We know from the start that there’s something very wrong about Sanctuary.  It appears to have been infiltrated by Cerberus, a terrorist organisation that’s pro-human the way Tony Abbott is pro-conservation.  On arrival, refugees are ordered to discard any communication devices.  (On arrival in Australia, asylum seekers who arrive by boat often have phones, satnavs and even their medicine confiscated and destroyed.)  Datapads indicate that refugees volunteered to man the reception area in exchange for the promise of better accommodation.  The facility is full of dead Cerberus soldiers, and dead Reapers.

As we progress through the compound, we learn two things:  the facility was run by Henry Lawson (voiced by Alan Dale), an Australian businessman obsessed with creating a genetic dynasty.  His “daughter” — actually a clone with a doubled X chromosome — Miranda was a team mate in Mass Effect 2, voiced by Yvonne Strahovski with the accent of a posh Sydney private school girl.  And Henry Lawson was working with Cerberus to continue the work of the Collectors, using human DNA to create monsters and, eventually, they hope, control the Reapers.

Miranda Lawson, CGI white human female, very pretty, wielding biotic powers in a pose that coincidentally draws attention to her vulva. Hey, at least she's fully dressed!
I love Miranda a whole lot, but let’s all take a moment to cringe at (a) her costume and (b) this pose.

Progress Update

Rejected subjects have proven useful for preliminary genetic testing. The death rate is 100% of course, but the data being gathered is critical to improving subsequent testing on viable subjects.
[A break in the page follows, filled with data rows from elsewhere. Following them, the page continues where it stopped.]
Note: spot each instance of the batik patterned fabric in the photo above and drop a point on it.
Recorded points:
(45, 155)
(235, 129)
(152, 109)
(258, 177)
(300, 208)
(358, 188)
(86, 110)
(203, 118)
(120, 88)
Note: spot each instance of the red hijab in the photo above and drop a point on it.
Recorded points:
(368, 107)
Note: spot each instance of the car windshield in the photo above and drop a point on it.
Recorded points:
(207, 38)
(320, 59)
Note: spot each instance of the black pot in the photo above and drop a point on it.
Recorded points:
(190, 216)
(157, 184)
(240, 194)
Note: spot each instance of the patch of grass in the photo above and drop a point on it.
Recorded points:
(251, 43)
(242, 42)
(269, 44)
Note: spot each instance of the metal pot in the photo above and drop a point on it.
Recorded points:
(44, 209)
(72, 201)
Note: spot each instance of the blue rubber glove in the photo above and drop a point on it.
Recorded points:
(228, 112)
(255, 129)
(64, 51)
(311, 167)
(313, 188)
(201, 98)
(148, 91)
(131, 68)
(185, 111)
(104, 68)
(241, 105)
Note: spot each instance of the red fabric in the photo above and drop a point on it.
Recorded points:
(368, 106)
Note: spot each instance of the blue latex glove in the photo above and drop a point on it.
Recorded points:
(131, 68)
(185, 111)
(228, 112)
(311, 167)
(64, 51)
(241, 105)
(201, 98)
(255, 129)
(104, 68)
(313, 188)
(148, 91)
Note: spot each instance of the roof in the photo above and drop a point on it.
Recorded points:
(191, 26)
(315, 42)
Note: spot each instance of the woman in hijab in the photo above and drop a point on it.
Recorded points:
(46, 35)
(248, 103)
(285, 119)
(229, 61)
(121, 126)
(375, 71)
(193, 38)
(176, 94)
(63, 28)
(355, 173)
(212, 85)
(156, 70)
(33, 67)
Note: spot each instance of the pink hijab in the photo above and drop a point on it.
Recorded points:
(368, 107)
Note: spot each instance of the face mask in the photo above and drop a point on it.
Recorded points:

A society which mistreats refugees is inherently sick.  And isn’t it interesting that this false haven for refugees is run by an Australian?

Mass Effect 3 was released in 2012, well after Australia’s policy of mandatory detention for asylum seekers was entrenched.  I don’t know if the echoes here were intentional, but I somewhat doubt it — the franchise seems pretty apolitical in real life terms, and putting Henry Lawson in charge of the facility is just taking advantage of an existing yet heretofore unseen antagonist.  But it’s interesting, and a bit chilling.  They got politics in my escapism, and the effect is thoroughly disquieting.

*  “‘Human rights’.  The very term is racist.” – Azetbur, the original Klingon social justice warrior, Star Trek VI: The Undiscovered Country.